L’arrivée de nouvelles populations dans les espaces urbains crée nécessairement des besoins en logements, en emplois, en eau potable, en électricité, en assainissement et en infrastructures de transport. Lorsque cette croissance urbaine n’est pas suffisamment accompagnée par une planification adaptée, elle peut favoriser l’extension de quartiers informels ou insuffisamment équipés.
Dakar constitue à cet égard un cas particulièrement révélateur. A travers l’article : Banque mondiale, Senegal – Enhancing Connectivity in the Northern and Central Agricultural Production Areas, il révèle que la concentration de la population, la croissance urbaine rapide, les implantations informelles et les insuffisances de planification rendent certaines zones particulièrement vulnérables aux inondations, à l’érosion et à d’autres risques climatiques. Dans certains quartiers, cette croissance urbaine peut se traduire par des difficultés liées au drainage des eaux pluviales, à l’assainissement, à l’accès à l’eau potable, à l’électricité ou encore à la qualité des logements. Les eaux stagnantes et les insuffisances d’assainissement peuvent également créer des conditions favorables à certains risques sanitaires. Ainsi, la question climatique ne peut plus être pensée uniquement dans les champs : elle doit également être analysée à travers ses conséquences sur les villes et les conditions de vie des populations.
G) Le paradoxe africain : peu responsable, fortement exposée
Ce paradoxe mérite d’être posé avec force : pourquoi l’Afrique paie-t-elle un prix aussi élevé pour une crise climatique à laquelle elle a historiquement relativement peu contribué ? Le GIEC (2022) apporte une réponse particulièrement importante. Il affirme que l’Afrique est l’une des régions qui contribuent le moins aux émissions responsables du changement climatique, alors même qu’elle subit déjà des pertes et dommages considérables dans plusieurs secteurs, notamment l’agriculture, l’eau, la santé et les moyens de subsistance. Cette situation soulève une question fondamentale de justice climatique.

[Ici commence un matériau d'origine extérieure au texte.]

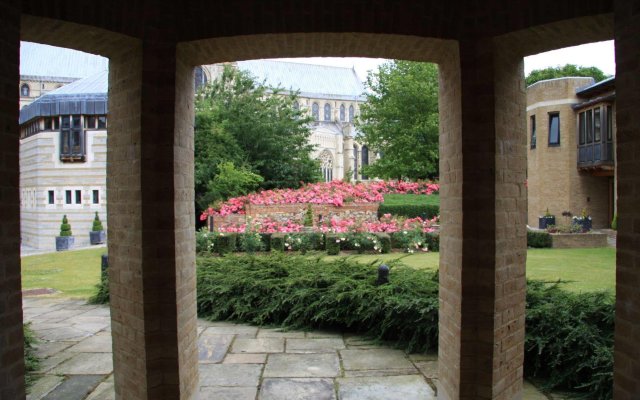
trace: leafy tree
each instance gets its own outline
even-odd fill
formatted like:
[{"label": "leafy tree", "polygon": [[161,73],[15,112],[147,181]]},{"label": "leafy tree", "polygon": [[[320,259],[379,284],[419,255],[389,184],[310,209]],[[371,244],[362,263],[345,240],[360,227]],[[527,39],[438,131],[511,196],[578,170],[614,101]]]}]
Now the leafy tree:
[{"label": "leafy tree", "polygon": [[545,79],[562,78],[566,76],[587,76],[600,82],[609,76],[597,67],[581,67],[578,65],[567,64],[565,66],[549,67],[544,69],[534,69],[525,78],[527,86],[533,85],[538,81]]},{"label": "leafy tree", "polygon": [[256,190],[262,181],[260,175],[225,161],[218,164],[218,173],[207,185],[206,198],[211,204],[217,200],[242,196]]},{"label": "leafy tree", "polygon": [[360,106],[363,141],[381,158],[363,168],[369,176],[432,179],[438,176],[438,69],[434,64],[390,61],[367,76]]},{"label": "leafy tree", "polygon": [[[296,100],[296,93],[257,83],[230,66],[198,94],[194,174],[199,208],[232,195],[226,189],[215,193],[218,173],[232,173],[220,168],[224,162],[233,164],[235,177],[251,181],[249,186],[256,181],[247,173],[261,176],[263,188],[298,187],[319,179],[317,161],[310,157],[310,119],[294,107]],[[222,184],[219,179],[217,184]]]}]

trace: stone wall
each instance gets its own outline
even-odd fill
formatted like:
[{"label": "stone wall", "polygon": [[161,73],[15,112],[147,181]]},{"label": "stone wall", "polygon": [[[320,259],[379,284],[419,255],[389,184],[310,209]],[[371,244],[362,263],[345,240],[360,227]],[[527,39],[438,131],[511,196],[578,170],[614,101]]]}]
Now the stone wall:
[{"label": "stone wall", "polygon": [[327,221],[333,217],[340,219],[356,218],[361,221],[377,221],[379,203],[348,203],[342,207],[332,204],[247,204],[246,214],[231,214],[213,218],[214,229],[222,225],[243,224],[249,218],[252,220],[271,218],[277,222],[294,221],[302,223],[311,206],[314,225],[320,221]]},{"label": "stone wall", "polygon": [[551,241],[554,249],[607,247],[604,233],[553,233]]}]

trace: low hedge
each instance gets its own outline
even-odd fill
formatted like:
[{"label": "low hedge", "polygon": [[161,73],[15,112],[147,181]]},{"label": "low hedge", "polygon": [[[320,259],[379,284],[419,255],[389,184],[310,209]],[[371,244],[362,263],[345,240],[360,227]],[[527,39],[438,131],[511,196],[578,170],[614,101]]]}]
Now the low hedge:
[{"label": "low hedge", "polygon": [[218,235],[215,239],[216,252],[223,256],[228,253],[233,253],[237,249],[237,235],[234,233],[225,233],[224,235]]},{"label": "low hedge", "polygon": [[378,218],[384,214],[391,214],[400,217],[422,219],[432,219],[440,215],[440,206],[433,204],[380,204],[378,207]]},{"label": "low hedge", "polygon": [[38,339],[31,329],[31,323],[23,324],[22,329],[24,333],[25,384],[27,388],[29,388],[37,379],[37,375],[35,375],[35,373],[40,369],[40,358],[38,358],[35,349]]},{"label": "low hedge", "polygon": [[536,247],[536,248],[546,248],[551,247],[553,245],[553,241],[551,239],[551,235],[548,232],[538,232],[538,231],[529,231],[527,230],[527,246],[528,247]]},{"label": "low hedge", "polygon": [[[331,236],[327,248],[332,248]],[[335,240],[334,240],[335,243]],[[197,259],[198,314],[285,328],[341,329],[394,342],[407,351],[437,345],[438,275],[391,262],[390,283],[376,286],[377,265],[348,258],[227,256]],[[524,372],[546,389],[610,399],[613,388],[611,294],[575,294],[529,281]]]}]

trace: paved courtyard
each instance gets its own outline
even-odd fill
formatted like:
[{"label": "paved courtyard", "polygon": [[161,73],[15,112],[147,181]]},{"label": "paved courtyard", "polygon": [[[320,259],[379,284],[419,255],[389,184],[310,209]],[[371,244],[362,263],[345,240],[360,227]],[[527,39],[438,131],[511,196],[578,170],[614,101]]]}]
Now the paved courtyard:
[{"label": "paved courtyard", "polygon": [[[25,297],[40,339],[33,400],[114,399],[109,308]],[[281,332],[199,321],[200,399],[435,399],[437,356],[405,354],[361,337]],[[526,385],[525,399],[547,399]]]}]

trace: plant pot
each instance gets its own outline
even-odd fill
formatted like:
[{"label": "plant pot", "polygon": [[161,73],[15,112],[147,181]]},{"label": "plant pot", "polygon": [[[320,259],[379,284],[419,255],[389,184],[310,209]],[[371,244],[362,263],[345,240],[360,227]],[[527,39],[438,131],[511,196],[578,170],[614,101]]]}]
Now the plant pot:
[{"label": "plant pot", "polygon": [[540,229],[547,229],[547,226],[555,225],[555,224],[556,224],[556,217],[553,215],[538,218],[538,228]]},{"label": "plant pot", "polygon": [[107,234],[105,231],[91,231],[89,232],[89,241],[91,244],[102,244],[106,241]]},{"label": "plant pot", "polygon": [[583,232],[588,232],[591,230],[592,227],[592,222],[590,219],[588,218],[584,218],[584,219],[580,219],[580,220],[575,220],[573,222],[576,225],[580,225],[582,227],[582,231]]},{"label": "plant pot", "polygon": [[69,250],[73,248],[76,238],[73,236],[56,236],[56,251]]}]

Est-ce une conséquence du niveau de développement économique du continent ?
Est-ce le résultat de capacités d’adaptation encore insuffisantes ?
Est-ce lié à des politiques d’aménagement et de décentralisation qui peinent à anticiper les nouvelles réalités climatiques ?

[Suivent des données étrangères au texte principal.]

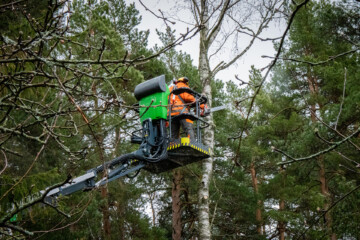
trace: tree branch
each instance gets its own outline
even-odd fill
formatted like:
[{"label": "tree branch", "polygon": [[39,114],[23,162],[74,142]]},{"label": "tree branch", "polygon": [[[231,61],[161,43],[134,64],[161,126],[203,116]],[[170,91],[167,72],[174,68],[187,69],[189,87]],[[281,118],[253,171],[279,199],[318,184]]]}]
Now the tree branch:
[{"label": "tree branch", "polygon": [[222,25],[222,22],[224,20],[226,11],[228,10],[230,4],[230,0],[225,0],[225,3],[221,9],[220,15],[216,21],[216,25],[212,28],[211,32],[208,34],[208,36],[206,37],[205,43],[208,46],[211,46],[211,44],[213,43],[213,41],[215,40],[217,34],[220,31],[220,27]]},{"label": "tree branch", "polygon": [[312,158],[315,158],[317,156],[320,156],[320,155],[323,155],[325,153],[328,153],[332,150],[334,150],[335,148],[339,147],[341,144],[343,144],[344,142],[346,141],[349,141],[350,138],[352,137],[356,137],[358,134],[360,133],[360,127],[355,131],[353,132],[352,134],[350,134],[349,136],[347,136],[346,138],[342,139],[341,141],[338,141],[338,142],[334,142],[329,148],[327,149],[324,149],[320,152],[317,152],[317,153],[314,153],[312,155],[309,155],[307,157],[302,157],[302,158],[294,158],[292,156],[290,156],[289,154],[285,153],[284,151],[280,150],[280,149],[277,149],[275,147],[272,147],[272,150],[274,150],[275,152],[279,152],[281,154],[283,154],[284,156],[292,159],[292,161],[286,161],[286,162],[279,162],[277,165],[287,165],[287,164],[290,164],[290,163],[294,163],[294,162],[301,162],[301,161],[306,161],[306,160],[310,160]]},{"label": "tree branch", "polygon": [[346,193],[344,196],[342,196],[341,198],[339,198],[336,202],[334,202],[331,206],[328,207],[328,209],[326,209],[325,211],[323,211],[323,213],[308,227],[306,228],[306,230],[304,232],[302,232],[300,234],[299,237],[297,237],[296,239],[302,239],[304,237],[304,235],[306,234],[307,231],[309,231],[316,223],[318,223],[321,219],[324,218],[325,214],[327,214],[331,209],[333,209],[338,203],[340,203],[341,201],[343,201],[345,198],[347,198],[348,196],[350,196],[352,193],[356,192],[357,190],[360,189],[360,185],[355,187],[354,189],[352,189],[351,191],[349,191],[348,193]]},{"label": "tree branch", "polygon": [[161,10],[159,9],[159,12],[161,13],[161,16],[156,15],[156,13],[154,13],[153,11],[151,11],[148,7],[145,6],[145,4],[139,0],[140,4],[145,8],[146,11],[149,11],[152,15],[154,15],[156,18],[162,19],[165,24],[167,25],[167,22],[171,23],[171,24],[176,24],[175,22],[170,21],[169,19],[167,19],[166,17],[164,17],[164,14],[161,12]]},{"label": "tree branch", "polygon": [[[48,136],[46,137],[43,145],[41,146],[40,150],[37,152],[35,159],[32,161],[30,167],[27,169],[27,171],[25,172],[25,174],[23,176],[21,176],[21,178],[13,185],[11,186],[11,188],[9,188],[0,198],[0,201],[9,193],[11,192],[19,183],[22,182],[22,180],[29,174],[29,172],[31,171],[31,169],[34,167],[35,163],[37,162],[37,160],[39,159],[42,151],[45,149],[45,145],[47,144],[48,140],[50,138],[50,134],[48,134]],[[0,221],[1,222],[1,221]]]},{"label": "tree branch", "polygon": [[[1,224],[0,224],[0,226],[1,226]],[[6,228],[10,228],[12,230],[18,231],[18,232],[20,232],[20,233],[22,233],[24,235],[28,235],[28,236],[33,236],[34,235],[33,232],[30,232],[30,231],[28,231],[28,230],[26,230],[26,229],[24,229],[24,228],[22,228],[20,226],[17,226],[17,225],[11,224],[11,223],[5,223],[5,224],[3,224],[3,226],[6,227]]]},{"label": "tree branch", "polygon": [[30,202],[28,203],[25,203],[25,204],[22,204],[20,205],[18,208],[15,208],[14,210],[12,211],[9,211],[8,213],[5,214],[5,216],[1,217],[0,218],[0,226],[4,225],[4,224],[7,224],[6,222],[9,221],[15,214],[37,204],[37,203],[40,203],[40,202],[44,202],[44,199],[46,197],[46,195],[53,189],[55,188],[58,188],[58,187],[61,187],[63,185],[65,185],[66,183],[68,183],[69,181],[71,180],[71,176],[69,175],[66,180],[62,183],[57,183],[51,187],[49,187],[48,189],[46,189],[40,197],[37,197],[35,199],[32,199]]},{"label": "tree branch", "polygon": [[6,170],[7,166],[8,166],[8,161],[7,161],[7,157],[6,157],[6,154],[3,150],[1,150],[2,154],[4,155],[4,168],[0,171],[0,175]]},{"label": "tree branch", "polygon": [[344,104],[344,100],[345,100],[345,90],[346,90],[346,73],[347,73],[347,69],[346,67],[344,68],[344,87],[343,87],[343,95],[342,95],[342,99],[341,99],[341,103],[340,103],[340,109],[339,109],[339,114],[337,115],[337,118],[336,118],[336,122],[335,122],[335,130],[337,128],[337,125],[339,123],[339,119],[340,119],[340,115],[341,115],[341,112],[342,112],[342,107],[343,107],[343,104]]},{"label": "tree branch", "polygon": [[[237,54],[235,57],[233,57],[228,63],[226,64],[222,64],[221,66],[219,66],[218,68],[214,68],[213,72],[214,74],[216,74],[217,72],[227,69],[229,66],[231,66],[232,64],[234,64],[239,58],[241,58],[245,53],[248,52],[248,50],[251,48],[251,46],[254,44],[255,40],[257,39],[257,37],[262,33],[262,31],[268,26],[268,24],[270,23],[270,21],[272,20],[272,18],[274,17],[276,11],[273,11],[273,8],[275,7],[276,2],[274,2],[274,5],[268,9],[268,11],[266,12],[266,15],[263,18],[263,21],[261,22],[261,24],[259,25],[256,33],[253,34],[252,39],[250,40],[249,44],[239,53]],[[239,27],[242,28],[242,25],[236,21],[234,18],[230,17],[234,22],[236,22]],[[283,36],[284,37],[284,36]]]},{"label": "tree branch", "polygon": [[1,8],[10,7],[10,6],[16,5],[16,4],[18,4],[18,3],[25,2],[25,1],[26,1],[26,0],[19,0],[19,1],[11,2],[11,3],[2,4],[2,5],[0,5],[0,9],[1,9]]},{"label": "tree branch", "polygon": [[326,63],[328,63],[330,61],[333,61],[336,58],[343,57],[343,56],[346,56],[346,55],[348,55],[350,53],[357,52],[359,50],[360,50],[360,48],[356,48],[356,49],[353,49],[353,50],[350,50],[350,51],[347,51],[347,52],[340,53],[340,54],[335,55],[335,56],[329,56],[329,59],[324,60],[324,61],[320,61],[320,62],[309,62],[309,61],[305,61],[305,60],[301,60],[301,59],[282,58],[282,57],[279,57],[279,56],[277,56],[277,57],[262,56],[262,57],[263,58],[271,58],[271,59],[280,59],[280,60],[284,60],[284,61],[293,61],[293,62],[298,62],[298,63],[305,63],[305,64],[309,64],[310,66],[318,66],[318,65],[326,64]]}]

Ou faut-il également interroger la place accordée à l’agriculture dans les politiques publiques de développement ?
La réponse ne peut probablement pas être unique. La vulnérabilité africaine résulte de l’interaction entre l’exposition aux risques climatiques, la dépendance de nombreuses économies à l’agriculture, la pauvreté, le déficit d’infrastructures et les capacités institutionnelles et financières limitées pour s’adapter.
I) Le Sénégal face à l’urgence d’une transformation agricole
Le Sénégal se trouve ainsi face à un impératif : ne plus considérer l’agriculture uniquement comme un secteur de production, mais comme un pilier de résilience sociale, économique et territoriale. La FAO rappelle que les secteurs agricoles sénégalais, qui emploient une part importante de la population active et jouent un rôle essentiel dans la sécurité alimentaire, demeurent vulnérables au changement climatique. Dans le cadre du programme SAGA 2, elle accompagne notamment le Sénégal dans la mise en œuvre de ses objectifs d’adaptation agricole, en lien avec le Plan national d’adaptation 2024-2050.
Il devient donc nécessaire d’investir davantage dans l’irrigation et la gestion durable de l’eau, la restauration des sols, les semences adaptées, l’agroécologie, l’agroforesterie, les systèmes d’alerte précoce, la formation des producteurs, la recherche agricole et l’accès au financement.
Le GIEC identifie précisément la diversification agricole et des moyens de subsistance, l’agroécologie, l’agriculture de conservation, l’agroforesterie et les services d’information climatique parmi les pistes susceptibles d’améliorer la résilience des systèmes alimentaires africains.
L’enjeu n’est donc plus simplement de produire davantage, mais de produire dans un environnement où les saisons deviennent moins prévisibles et où les risques climatiques deviennent plus importants. Le paysan sénégalais se trouve aujourd’hui à la croisée de deux réalités : la détresse face à la perte progressive de certains repères climatiques ancestraux et la créativité nécessaire pour inventer l’agriculture de demain. Car si la terre ne répond plus comme hier, notre responsabilité collective est de trouver les moyens de lui permettre de répondre encore demain. L’agriculture ne doit plus être considérée comme une activité secondaire : elle est au cœur de notre sécurité alimentaire, de notre stabilité sociale et de notre avenir.
RÉFÉRENCES :
GIEC/IPCC (2022), Climate Change 2022: Impacts, Adaptation and Vulnerability – Chapter 9: Africa.
Banque mondiale, Sahel Adaptive Social Protection Program – Senegal.
Banque mondiale (2022), Groundswell Africa – Deep Dive into Internal Climate Migration in Senegal.
FAO, Food security and agriculture: accelerating adaptation – SAGA 2, Senegal.
FAO, GIEWS Country Brief – Senegal.
Banque mondiale, Water Security in Senegal: Challenges and Recommendations.
Banque mondiale, Senegal – Enhancing Connectivity in the Northern and Central Agricultural Production Areas.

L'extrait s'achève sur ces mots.